Negative predictive values (NPVs) could not be estimated with our internal validation data as medical record confirmation of not receiving an influenza vaccination was not performed. Therefore, we calculated NPVs separately for preterm and full-term infants using the prevalence of influenza vaccination during pregnancy observed in our study and external sensitivity and specificity estimates (7, 30). These estimates were obtained from a 2007 study of 354 elderly patients in the United Kingdom (31): of those vaccinated for influenza by their health care provider in the preceding 12 months, 190/201 (95%) recalled being vaccinated (sensitivity); of those not-vaccinated by their health care provider, 138/153 (90%) recalled not being vaccinated (specificity).
Beta distributions were used to model the probability density functions for the following bias parameters using previously described methods (29): preterm and full-term PPVs, sensitivity, and specificity. The 2.5th and 97.5th percentiles of the beta distributions for the PPVs were derived after calculating the distribution parameters (29).

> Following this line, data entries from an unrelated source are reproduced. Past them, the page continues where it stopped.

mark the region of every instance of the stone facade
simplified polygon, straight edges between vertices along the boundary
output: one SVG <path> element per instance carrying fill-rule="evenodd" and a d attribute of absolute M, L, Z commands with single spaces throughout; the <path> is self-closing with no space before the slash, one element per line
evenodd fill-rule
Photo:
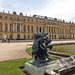
<path fill-rule="evenodd" d="M 33 39 L 35 32 L 48 32 L 52 39 L 74 39 L 75 24 L 46 16 L 0 13 L 0 39 Z"/>

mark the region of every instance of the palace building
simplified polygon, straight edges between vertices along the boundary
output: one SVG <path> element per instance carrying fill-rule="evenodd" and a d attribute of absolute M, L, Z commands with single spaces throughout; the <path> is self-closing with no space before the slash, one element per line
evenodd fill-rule
<path fill-rule="evenodd" d="M 0 12 L 0 39 L 34 39 L 36 32 L 48 32 L 52 39 L 74 39 L 75 24 L 47 16 Z"/>

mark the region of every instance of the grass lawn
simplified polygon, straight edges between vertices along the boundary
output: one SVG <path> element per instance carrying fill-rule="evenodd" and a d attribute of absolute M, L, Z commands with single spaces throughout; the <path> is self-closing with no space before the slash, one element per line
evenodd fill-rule
<path fill-rule="evenodd" d="M 17 61 L 1 62 L 0 63 L 0 75 L 25 75 L 20 67 L 24 66 L 24 63 L 31 59 L 23 59 Z"/>
<path fill-rule="evenodd" d="M 27 52 L 31 55 L 32 48 L 28 48 Z M 9 62 L 1 62 L 0 63 L 0 75 L 25 75 L 20 67 L 23 67 L 25 62 L 31 59 L 23 59 L 23 60 L 17 60 L 17 61 L 9 61 Z M 52 60 L 56 60 L 57 58 L 51 57 Z"/>
<path fill-rule="evenodd" d="M 75 44 L 53 46 L 52 51 L 69 55 L 75 55 Z"/>
<path fill-rule="evenodd" d="M 75 44 L 53 46 L 51 51 L 68 55 L 75 55 Z M 27 52 L 31 55 L 32 48 L 30 47 Z"/>

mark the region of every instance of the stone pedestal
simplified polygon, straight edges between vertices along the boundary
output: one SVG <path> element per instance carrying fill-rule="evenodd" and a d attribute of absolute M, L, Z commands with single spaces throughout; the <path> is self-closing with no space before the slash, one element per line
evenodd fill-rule
<path fill-rule="evenodd" d="M 33 60 L 25 63 L 25 70 L 30 75 L 45 75 L 45 72 L 47 69 L 52 70 L 52 71 L 59 69 L 59 65 L 55 61 L 49 61 L 45 65 L 40 64 L 40 66 L 35 66 L 32 63 L 33 63 Z"/>

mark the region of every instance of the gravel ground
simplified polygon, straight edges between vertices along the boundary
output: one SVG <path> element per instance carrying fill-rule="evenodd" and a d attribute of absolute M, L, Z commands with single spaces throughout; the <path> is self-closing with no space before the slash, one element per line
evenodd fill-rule
<path fill-rule="evenodd" d="M 32 44 L 32 42 L 0 43 L 0 62 L 22 58 L 31 58 L 31 56 L 26 52 L 27 44 Z"/>
<path fill-rule="evenodd" d="M 75 40 L 71 41 L 52 41 L 52 44 L 59 43 L 75 43 Z M 31 58 L 26 52 L 27 44 L 33 42 L 13 42 L 13 43 L 0 43 L 0 62 L 8 60 L 16 60 L 22 58 Z"/>

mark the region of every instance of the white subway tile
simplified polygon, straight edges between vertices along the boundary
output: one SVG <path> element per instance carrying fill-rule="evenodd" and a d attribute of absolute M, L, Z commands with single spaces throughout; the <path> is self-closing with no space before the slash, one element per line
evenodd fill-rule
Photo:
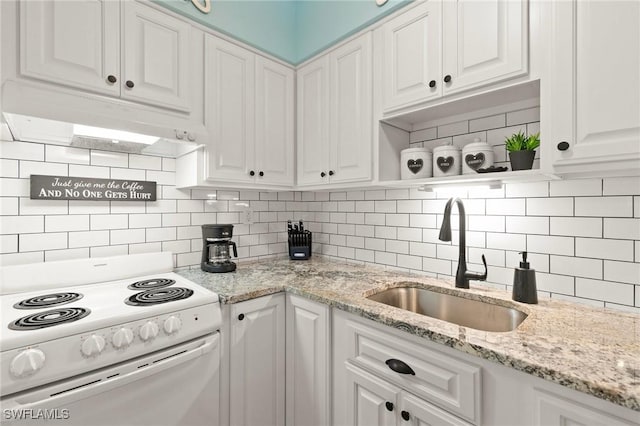
<path fill-rule="evenodd" d="M 469 131 L 478 132 L 480 130 L 497 129 L 506 126 L 505 114 L 492 115 L 489 117 L 469 120 Z"/>
<path fill-rule="evenodd" d="M 71 260 L 71 259 L 86 259 L 88 257 L 89 257 L 88 248 L 47 250 L 44 252 L 45 262 L 55 262 L 59 260 Z"/>
<path fill-rule="evenodd" d="M 19 200 L 17 197 L 0 197 L 0 216 L 17 216 Z"/>
<path fill-rule="evenodd" d="M 602 179 L 554 180 L 549 183 L 552 197 L 602 195 Z"/>
<path fill-rule="evenodd" d="M 640 285 L 640 263 L 605 260 L 604 279 Z"/>
<path fill-rule="evenodd" d="M 464 148 L 472 142 L 486 142 L 487 132 L 474 132 L 465 135 L 457 135 L 453 137 L 453 145 Z"/>
<path fill-rule="evenodd" d="M 19 244 L 20 251 L 67 248 L 67 233 L 51 232 L 47 234 L 21 234 L 19 237 Z"/>
<path fill-rule="evenodd" d="M 633 217 L 640 217 L 640 197 L 633 197 Z"/>
<path fill-rule="evenodd" d="M 446 244 L 437 244 L 436 245 L 436 257 L 438 259 L 447 259 L 447 260 L 458 260 L 459 256 L 459 247 L 451 246 Z"/>
<path fill-rule="evenodd" d="M 46 145 L 45 159 L 53 163 L 89 164 L 89 150 L 70 146 Z M 87 254 L 88 256 L 88 254 Z"/>
<path fill-rule="evenodd" d="M 166 228 L 173 229 L 173 228 Z M 111 245 L 144 243 L 144 229 L 119 229 L 109 231 L 111 234 Z M 175 239 L 175 237 L 174 237 Z"/>
<path fill-rule="evenodd" d="M 329 235 L 329 244 L 334 246 L 345 246 L 347 245 L 347 237 L 345 235 Z"/>
<path fill-rule="evenodd" d="M 396 254 L 408 254 L 409 242 L 398 240 L 387 240 L 385 243 L 386 251 Z"/>
<path fill-rule="evenodd" d="M 124 152 L 91 150 L 92 166 L 128 167 L 129 154 Z"/>
<path fill-rule="evenodd" d="M 69 214 L 107 214 L 109 201 L 69 201 Z"/>
<path fill-rule="evenodd" d="M 222 218 L 218 215 L 225 215 Z M 227 216 L 230 215 L 230 216 Z M 232 220 L 227 220 L 232 219 Z M 235 219 L 235 220 L 234 220 Z M 201 229 L 201 225 L 210 223 L 238 223 L 238 213 L 191 213 L 191 225 L 197 226 Z M 202 231 L 200 231 L 200 234 Z M 200 235 L 202 236 L 202 235 Z"/>
<path fill-rule="evenodd" d="M 161 244 L 158 243 L 139 243 L 129 244 L 129 254 L 138 253 L 156 253 L 162 251 Z"/>
<path fill-rule="evenodd" d="M 129 254 L 129 246 L 123 244 L 119 246 L 91 247 L 89 254 L 91 257 L 123 256 Z"/>
<path fill-rule="evenodd" d="M 180 268 L 183 266 L 197 265 L 200 263 L 200 255 L 201 253 L 199 252 L 179 253 L 176 255 L 176 266 Z"/>
<path fill-rule="evenodd" d="M 409 254 L 414 256 L 436 257 L 436 245 L 411 241 L 409 243 Z"/>
<path fill-rule="evenodd" d="M 633 217 L 631 197 L 576 197 L 576 216 Z"/>
<path fill-rule="evenodd" d="M 602 219 L 586 217 L 550 218 L 551 235 L 602 237 Z"/>
<path fill-rule="evenodd" d="M 0 178 L 0 195 L 3 197 L 28 197 L 29 179 Z"/>
<path fill-rule="evenodd" d="M 387 200 L 407 200 L 409 199 L 409 189 L 387 189 L 385 197 Z"/>
<path fill-rule="evenodd" d="M 433 215 L 433 214 L 409 215 L 409 226 L 411 226 L 412 228 L 435 228 L 436 215 Z"/>
<path fill-rule="evenodd" d="M 412 200 L 428 200 L 435 198 L 433 192 L 421 191 L 419 188 L 409 188 L 409 198 Z"/>
<path fill-rule="evenodd" d="M 204 202 L 202 200 L 178 200 L 178 213 L 202 213 Z"/>
<path fill-rule="evenodd" d="M 456 263 L 452 263 L 455 268 Z M 506 286 L 513 284 L 513 270 L 509 268 L 501 268 L 499 266 L 487 266 L 487 281 L 479 282 L 479 284 L 481 286 L 491 286 L 492 283 L 494 284 L 494 287 L 500 290 L 505 290 Z M 471 285 L 473 286 L 473 284 Z"/>
<path fill-rule="evenodd" d="M 260 244 L 274 244 L 278 242 L 278 234 L 270 233 L 270 234 L 260 234 L 259 243 Z"/>
<path fill-rule="evenodd" d="M 551 293 L 575 294 L 575 278 L 536 272 L 536 288 Z"/>
<path fill-rule="evenodd" d="M 82 166 L 69 164 L 69 176 L 109 179 L 109 168 L 102 166 Z"/>
<path fill-rule="evenodd" d="M 540 121 L 540 107 L 521 109 L 507 113 L 507 126 Z"/>
<path fill-rule="evenodd" d="M 521 198 L 487 200 L 486 211 L 489 215 L 523 216 L 525 200 Z"/>
<path fill-rule="evenodd" d="M 422 142 L 432 140 L 438 137 L 438 131 L 435 127 L 428 129 L 414 130 L 409 133 L 409 143 Z M 418 268 L 419 269 L 419 268 Z"/>
<path fill-rule="evenodd" d="M 44 163 L 42 161 L 20 161 L 20 177 L 31 175 L 67 176 L 69 166 L 62 163 Z"/>
<path fill-rule="evenodd" d="M 285 191 L 285 192 L 278 192 L 278 200 L 279 201 L 294 201 L 294 197 L 293 197 L 293 191 Z M 332 200 L 333 198 L 331 198 L 331 196 L 333 194 L 342 194 L 339 198 L 341 200 L 346 199 L 346 194 L 344 192 L 334 192 L 334 193 L 330 193 L 329 194 L 329 199 Z"/>
<path fill-rule="evenodd" d="M 347 213 L 346 222 L 362 225 L 364 224 L 364 213 Z"/>
<path fill-rule="evenodd" d="M 111 179 L 120 180 L 145 180 L 146 173 L 140 169 L 122 169 L 117 167 L 111 168 Z M 158 190 L 160 192 L 160 190 Z"/>
<path fill-rule="evenodd" d="M 356 225 L 356 235 L 359 237 L 373 237 L 375 228 L 371 225 Z"/>
<path fill-rule="evenodd" d="M 346 213 L 329 213 L 329 222 L 345 223 L 347 221 Z"/>
<path fill-rule="evenodd" d="M 576 278 L 576 296 L 633 306 L 634 286 L 611 281 Z"/>
<path fill-rule="evenodd" d="M 24 265 L 27 263 L 44 262 L 43 251 L 30 251 L 25 253 L 9 253 L 0 255 L 0 265 Z"/>
<path fill-rule="evenodd" d="M 177 213 L 176 200 L 158 200 L 147 202 L 147 213 Z"/>
<path fill-rule="evenodd" d="M 364 215 L 364 223 L 367 225 L 384 225 L 385 219 L 383 213 L 366 213 Z"/>
<path fill-rule="evenodd" d="M 364 239 L 364 247 L 367 250 L 379 250 L 384 251 L 385 242 L 380 238 L 365 238 Z"/>
<path fill-rule="evenodd" d="M 109 231 L 69 232 L 69 248 L 109 245 Z"/>
<path fill-rule="evenodd" d="M 162 226 L 162 215 L 159 213 L 129 215 L 129 228 L 156 228 L 159 226 Z"/>
<path fill-rule="evenodd" d="M 257 245 L 249 247 L 249 256 L 265 256 L 269 254 L 269 246 L 268 245 Z"/>
<path fill-rule="evenodd" d="M 44 217 L 45 232 L 88 231 L 88 215 L 52 215 Z"/>
<path fill-rule="evenodd" d="M 176 171 L 176 159 L 175 158 L 162 158 L 162 170 L 165 172 L 175 172 Z"/>
<path fill-rule="evenodd" d="M 129 167 L 132 169 L 162 170 L 162 157 L 129 154 Z"/>
<path fill-rule="evenodd" d="M 364 237 L 347 236 L 347 246 L 355 248 L 364 248 Z"/>
<path fill-rule="evenodd" d="M 180 226 L 177 228 L 176 238 L 187 240 L 191 238 L 202 238 L 202 227 L 200 226 Z"/>
<path fill-rule="evenodd" d="M 386 215 L 387 226 L 409 226 L 408 214 L 388 214 Z"/>
<path fill-rule="evenodd" d="M 155 181 L 158 183 L 158 185 L 175 185 L 176 173 L 147 170 L 147 180 Z M 221 198 L 218 198 L 218 199 L 221 199 Z"/>
<path fill-rule="evenodd" d="M 420 200 L 398 200 L 398 213 L 422 213 L 422 201 Z"/>
<path fill-rule="evenodd" d="M 69 202 L 65 200 L 32 200 L 20 198 L 21 215 L 68 214 Z"/>
<path fill-rule="evenodd" d="M 522 262 L 522 254 L 517 251 L 505 252 L 506 265 L 510 268 L 517 268 Z M 527 253 L 527 262 L 530 263 L 531 269 L 537 272 L 549 272 L 549 255 L 541 253 Z"/>
<path fill-rule="evenodd" d="M 138 231 L 138 230 L 136 230 Z M 143 231 L 140 229 L 139 231 Z M 112 231 L 115 232 L 115 231 Z M 112 236 L 113 239 L 113 236 Z M 176 228 L 147 228 L 146 229 L 146 240 L 147 242 L 154 241 L 173 241 L 176 239 Z"/>
<path fill-rule="evenodd" d="M 338 201 L 339 212 L 355 212 L 356 204 L 354 201 Z"/>
<path fill-rule="evenodd" d="M 147 211 L 146 205 L 149 202 L 140 201 L 113 201 L 111 203 L 111 213 L 144 213 Z"/>
<path fill-rule="evenodd" d="M 524 125 L 516 125 L 503 127 L 500 129 L 492 129 L 487 130 L 487 143 L 489 145 L 504 145 L 504 141 L 506 138 L 511 137 L 511 135 L 523 132 L 526 133 L 527 126 Z"/>
<path fill-rule="evenodd" d="M 375 252 L 372 250 L 356 249 L 356 260 L 373 262 L 375 260 Z"/>
<path fill-rule="evenodd" d="M 507 216 L 505 226 L 515 234 L 549 234 L 548 217 Z"/>
<path fill-rule="evenodd" d="M 38 234 L 35 234 L 38 235 Z M 15 253 L 18 251 L 17 235 L 0 235 L 0 254 Z"/>
<path fill-rule="evenodd" d="M 640 307 L 640 285 L 636 287 L 636 306 Z"/>
<path fill-rule="evenodd" d="M 640 195 L 640 177 L 605 178 L 603 195 Z"/>
<path fill-rule="evenodd" d="M 405 241 L 422 241 L 422 229 L 398 228 L 398 239 Z"/>
<path fill-rule="evenodd" d="M 347 259 L 355 259 L 356 251 L 352 247 L 338 247 L 338 257 L 345 257 Z"/>
<path fill-rule="evenodd" d="M 419 256 L 409 256 L 406 254 L 398 254 L 398 266 L 401 268 L 422 270 L 422 258 Z"/>
<path fill-rule="evenodd" d="M 0 234 L 28 234 L 44 232 L 44 216 L 2 216 Z"/>
<path fill-rule="evenodd" d="M 573 216 L 573 198 L 527 198 L 527 216 Z"/>
<path fill-rule="evenodd" d="M 583 257 L 550 256 L 550 270 L 554 274 L 602 279 L 602 260 Z"/>
<path fill-rule="evenodd" d="M 278 199 L 280 200 L 281 198 L 278 196 Z M 329 193 L 329 200 L 331 201 L 344 201 L 346 199 L 347 199 L 346 192 L 330 192 Z"/>
<path fill-rule="evenodd" d="M 487 248 L 524 251 L 526 248 L 526 236 L 519 234 L 499 234 L 488 232 Z"/>
<path fill-rule="evenodd" d="M 604 237 L 640 240 L 640 219 L 604 218 Z"/>
<path fill-rule="evenodd" d="M 188 253 L 191 251 L 191 241 L 190 240 L 177 240 L 177 241 L 163 241 L 156 242 L 152 244 L 161 244 L 161 250 L 157 251 L 170 251 L 173 253 Z M 202 245 L 200 242 L 199 246 Z"/>
<path fill-rule="evenodd" d="M 576 238 L 576 256 L 633 261 L 633 241 Z"/>
<path fill-rule="evenodd" d="M 640 241 L 634 241 L 635 252 L 636 252 L 636 262 L 640 262 Z"/>
<path fill-rule="evenodd" d="M 126 214 L 91 215 L 91 230 L 127 229 L 129 217 Z"/>
<path fill-rule="evenodd" d="M 17 178 L 18 160 L 0 159 L 0 177 Z"/>
<path fill-rule="evenodd" d="M 469 261 L 477 264 L 482 263 L 482 255 L 485 256 L 488 265 L 504 267 L 504 250 L 491 250 L 486 248 L 470 247 Z"/>
<path fill-rule="evenodd" d="M 275 210 L 280 209 L 280 203 L 277 202 L 269 202 L 269 209 Z M 284 210 L 284 209 L 282 209 Z M 322 203 L 322 211 L 324 212 L 335 212 L 338 211 L 338 202 L 337 201 L 326 201 Z"/>
<path fill-rule="evenodd" d="M 434 274 L 451 275 L 451 261 L 423 257 L 422 270 L 432 272 Z"/>
<path fill-rule="evenodd" d="M 573 237 L 527 235 L 527 250 L 533 253 L 548 253 L 573 256 Z"/>
<path fill-rule="evenodd" d="M 438 126 L 438 138 L 446 138 L 448 136 L 461 135 L 463 133 L 469 133 L 468 121 L 458 121 L 457 123 Z"/>
<path fill-rule="evenodd" d="M 44 161 L 44 145 L 18 141 L 0 141 L 2 158 Z"/>
<path fill-rule="evenodd" d="M 387 193 L 384 189 L 371 190 L 364 192 L 365 200 L 384 200 L 387 196 Z"/>
<path fill-rule="evenodd" d="M 468 216 L 470 231 L 504 232 L 504 216 Z"/>
<path fill-rule="evenodd" d="M 387 253 L 386 251 L 377 251 L 375 253 L 375 262 L 381 265 L 397 265 L 397 259 L 395 253 Z"/>
<path fill-rule="evenodd" d="M 356 226 L 347 223 L 338 224 L 338 234 L 340 235 L 355 235 L 356 234 Z"/>

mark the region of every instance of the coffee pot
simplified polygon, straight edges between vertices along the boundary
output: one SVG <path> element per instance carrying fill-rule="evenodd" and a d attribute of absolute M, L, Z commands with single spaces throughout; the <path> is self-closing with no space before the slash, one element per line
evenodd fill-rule
<path fill-rule="evenodd" d="M 238 257 L 236 243 L 231 241 L 233 225 L 202 225 L 202 262 L 200 268 L 206 272 L 233 272 L 236 264 L 231 261 Z"/>

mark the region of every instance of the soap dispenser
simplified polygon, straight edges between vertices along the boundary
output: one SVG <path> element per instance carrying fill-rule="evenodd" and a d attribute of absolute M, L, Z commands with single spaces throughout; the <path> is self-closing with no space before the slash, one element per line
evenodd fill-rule
<path fill-rule="evenodd" d="M 536 271 L 529 268 L 527 252 L 523 251 L 520 267 L 513 273 L 513 295 L 516 302 L 538 303 L 538 291 L 536 289 Z"/>

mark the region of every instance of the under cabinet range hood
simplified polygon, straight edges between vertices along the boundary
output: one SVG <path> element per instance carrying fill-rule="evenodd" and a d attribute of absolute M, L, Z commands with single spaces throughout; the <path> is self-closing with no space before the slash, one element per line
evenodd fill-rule
<path fill-rule="evenodd" d="M 13 140 L 180 157 L 208 137 L 204 125 L 171 111 L 11 81 L 2 89 L 2 119 Z"/>

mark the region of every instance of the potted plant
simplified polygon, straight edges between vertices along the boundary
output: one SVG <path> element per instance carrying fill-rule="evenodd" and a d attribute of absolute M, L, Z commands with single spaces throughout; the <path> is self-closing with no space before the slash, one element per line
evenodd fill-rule
<path fill-rule="evenodd" d="M 536 156 L 536 148 L 540 146 L 540 133 L 525 136 L 518 132 L 505 139 L 511 170 L 529 170 L 533 167 L 533 159 Z"/>

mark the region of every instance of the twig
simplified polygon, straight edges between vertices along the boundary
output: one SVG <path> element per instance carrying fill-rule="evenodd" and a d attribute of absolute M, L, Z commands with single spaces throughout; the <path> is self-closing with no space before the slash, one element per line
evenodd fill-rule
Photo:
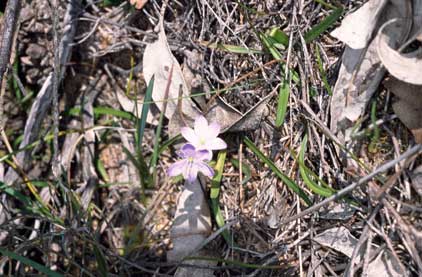
<path fill-rule="evenodd" d="M 368 182 L 369 180 L 371 180 L 372 178 L 374 178 L 376 175 L 387 171 L 388 169 L 394 167 L 398 162 L 407 159 L 415 154 L 418 154 L 420 151 L 422 150 L 422 145 L 421 144 L 417 144 L 415 146 L 413 146 L 412 148 L 410 148 L 409 150 L 407 150 L 406 152 L 404 152 L 401 156 L 397 157 L 396 159 L 389 161 L 385 164 L 383 164 L 382 166 L 378 167 L 376 170 L 374 170 L 372 173 L 368 174 L 367 176 L 361 178 L 359 181 L 352 183 L 351 185 L 345 187 L 344 189 L 338 191 L 337 193 L 333 194 L 332 196 L 326 198 L 325 200 L 321 201 L 318 204 L 315 204 L 314 206 L 304 210 L 301 213 L 298 213 L 295 216 L 289 217 L 285 220 L 283 220 L 281 222 L 281 224 L 286 224 L 289 223 L 291 221 L 297 220 L 305 215 L 308 215 L 310 213 L 313 213 L 317 210 L 319 210 L 320 208 L 326 206 L 328 203 L 335 201 L 343 196 L 345 196 L 346 194 L 352 192 L 355 188 L 359 187 L 360 185 Z"/>
<path fill-rule="evenodd" d="M 3 83 L 3 77 L 9 67 L 15 31 L 18 26 L 20 8 L 20 0 L 7 1 L 6 11 L 4 14 L 4 28 L 0 41 L 0 84 Z"/>
<path fill-rule="evenodd" d="M 59 49 L 59 15 L 58 15 L 58 1 L 53 1 L 52 16 L 53 16 L 53 47 L 54 47 L 54 62 L 53 62 L 53 174 L 56 178 L 59 178 L 58 167 L 59 167 L 59 100 L 58 90 L 60 82 L 60 49 Z"/>

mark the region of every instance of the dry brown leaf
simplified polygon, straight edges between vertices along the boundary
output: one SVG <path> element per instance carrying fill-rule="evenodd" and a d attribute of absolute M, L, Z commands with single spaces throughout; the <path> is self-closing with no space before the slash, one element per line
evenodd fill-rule
<path fill-rule="evenodd" d="M 388 0 L 370 0 L 354 13 L 344 17 L 339 28 L 331 35 L 350 48 L 361 49 L 368 46 L 384 6 Z"/>
<path fill-rule="evenodd" d="M 398 97 L 393 104 L 394 112 L 409 128 L 417 143 L 422 143 L 422 86 L 412 85 L 389 78 L 384 86 Z"/>
<path fill-rule="evenodd" d="M 349 258 L 352 257 L 353 251 L 358 245 L 358 239 L 355 238 L 345 227 L 328 229 L 315 236 L 314 240 L 323 246 L 343 253 Z M 377 248 L 378 247 L 376 245 L 372 245 L 371 252 L 374 253 Z M 361 248 L 355 259 L 355 264 L 358 264 L 363 260 L 363 251 L 364 248 Z M 369 263 L 368 272 L 377 273 L 376 275 L 369 274 L 368 276 L 399 277 L 408 275 L 406 272 L 401 270 L 394 256 L 389 251 L 385 250 L 381 251 L 377 258 Z"/>
<path fill-rule="evenodd" d="M 148 0 L 130 0 L 130 4 L 134 5 L 138 10 L 142 9 L 147 2 Z"/>
<path fill-rule="evenodd" d="M 148 83 L 152 76 L 154 76 L 154 89 L 152 92 L 152 99 L 157 104 L 158 108 L 162 109 L 164 94 L 167 86 L 167 79 L 169 70 L 173 67 L 173 77 L 170 84 L 167 109 L 165 116 L 171 118 L 177 109 L 177 102 L 179 97 L 179 88 L 182 88 L 182 111 L 183 116 L 187 119 L 194 120 L 201 115 L 201 111 L 196 107 L 192 99 L 189 98 L 190 92 L 183 78 L 182 70 L 176 58 L 170 51 L 167 43 L 167 37 L 164 33 L 164 28 L 161 26 L 158 40 L 154 43 L 148 44 L 143 55 L 143 73 L 146 82 Z M 184 125 L 181 125 L 182 127 Z"/>
<path fill-rule="evenodd" d="M 380 4 L 382 3 L 380 2 Z M 401 4 L 396 3 L 396 5 L 388 3 L 383 8 L 382 16 L 379 17 L 378 22 L 373 17 L 370 20 L 361 20 L 368 23 L 368 29 L 373 29 L 377 24 L 380 25 L 391 18 L 411 15 L 412 10 L 408 0 L 402 1 Z M 367 14 L 367 16 L 370 15 Z M 404 40 L 404 34 L 408 34 L 410 26 L 402 27 L 399 32 L 388 35 L 396 40 Z M 344 35 L 345 37 L 347 35 L 353 36 L 352 33 Z M 365 41 L 365 37 L 360 38 L 361 41 Z M 367 47 L 363 49 L 353 49 L 346 46 L 331 101 L 331 129 L 333 132 L 349 129 L 364 114 L 368 101 L 378 89 L 384 74 L 385 69 L 377 53 L 376 39 L 370 41 Z M 346 132 L 344 140 L 348 141 L 349 139 Z"/>
<path fill-rule="evenodd" d="M 390 252 L 383 250 L 368 265 L 367 276 L 386 276 L 386 277 L 405 277 L 407 273 L 400 269 L 400 265 L 396 259 L 392 257 Z"/>
<path fill-rule="evenodd" d="M 386 22 L 379 30 L 377 51 L 383 65 L 391 75 L 407 83 L 422 85 L 422 78 L 420 77 L 422 72 L 422 48 L 411 53 L 400 53 L 396 49 L 401 46 L 401 41 L 397 40 L 397 37 L 389 35 L 392 32 L 399 32 L 409 22 L 411 22 L 409 18 L 397 18 Z M 417 29 L 416 33 L 408 43 L 422 35 L 420 31 L 421 26 L 415 27 Z"/>

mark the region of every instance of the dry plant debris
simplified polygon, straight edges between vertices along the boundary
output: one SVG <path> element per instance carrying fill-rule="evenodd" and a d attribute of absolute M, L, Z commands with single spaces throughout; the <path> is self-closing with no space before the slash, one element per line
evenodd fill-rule
<path fill-rule="evenodd" d="M 2 1 L 0 275 L 420 276 L 421 9 Z"/>

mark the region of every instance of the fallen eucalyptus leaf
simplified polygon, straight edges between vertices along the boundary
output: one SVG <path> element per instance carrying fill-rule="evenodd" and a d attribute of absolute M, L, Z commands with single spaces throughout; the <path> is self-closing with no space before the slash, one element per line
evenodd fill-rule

The observed dataset was simulated 100,000 times, with each simulation selecting values for the bias parameters using Monte Carlo sampling techniques to draw from the assigned density functions (7, 9, 29, 32). NPVs were calculated for each simulation using the selected sensitivity and specificity values and the observed exposure prevalence. Based upon the selected PPVs and NPVs in each simulated dataset, exposure status could change from that reported in the interview for women who only provided self-reported vaccination information; for women with confirmed vaccination dates, their exposure status was left unchanged. Women reporting no vaccination during pregnancy with LMP dates in December, January and February were exempt from exposure assignment in data simulations because the probability of assigning a vaccination date within the span of their pregnancy was lower than that for the other LMP months. Therefore, we assumed that the original unexposed status among these women was correct.
Unadjusted and adjusted hazard ratios (AHR) were modeled with the resulting simulated datasets, and, after incorporation of sampling error (Rothman, Greenland and Lash, Modern Epidemiology III, page 366 equation 19-17) (2), the 2.5th, 50th (median) and 97.5th percentile values of all simulations were reported (29). The mean prevalence of influenza vaccination in the simulated datasets, stratified by preterm birth status, was also calculated.
Cox regression with a time-varying exposure requires each influenza vaccination report be accompanied by a date of receipt. For the records that switched from unexposed to exposed in the data simulations, a date of vaccination was randomly selected based on the distribution of observed vaccination dates and retained if the date fell within the LMP to 37 weeks gestational age window. We anticipated the distribution of influenza vaccination dates would depend on the timing of the pregnancy because of the seasonal availability of the influenza vaccine. In fact, vaccination dates reported by women whose first prenatal visit occurred during the months August to January displayed a different pattern than those among women whose first prenatal visit occurred during the months February to July (for women without information on first prenatal visit [n=35], we assumed it occurred at 7 weeks’ gestation). Therefore, separate beta distributions were fit to these two groups of women using the least squares method (Figure 1) with the probability density covering 365 days from the pregnancy’s most proximal August 1 to the following July 31. Given the sparse data, fit of the beta distributions were determined to be adequate by study authors; however, goodness of fit tests indicated poor fit (p-values < 0.02 using the Kolmogorov-Smirnov test). Additional models further stratified by maternal age (< 30 vs. 30 plus years) and race (white vs. non-white), separately, were considered too sparse for an adequate beta distribution fit. For comparison, we also modeled the vaccination date distribution based on the empirical distribution of vaccinations.
A total of 3,346 mothers of non-malformed infants were contacted by phone between September 2006 and July 2011 and 2,333 (70%) agreed to be interviewed and their interviews had completed quality control procedures. Of these, 2,267 (97%) mothers met the study inclusion criteria. Study participants were mostly white and at least 25 years old at the time of conception (Table 1).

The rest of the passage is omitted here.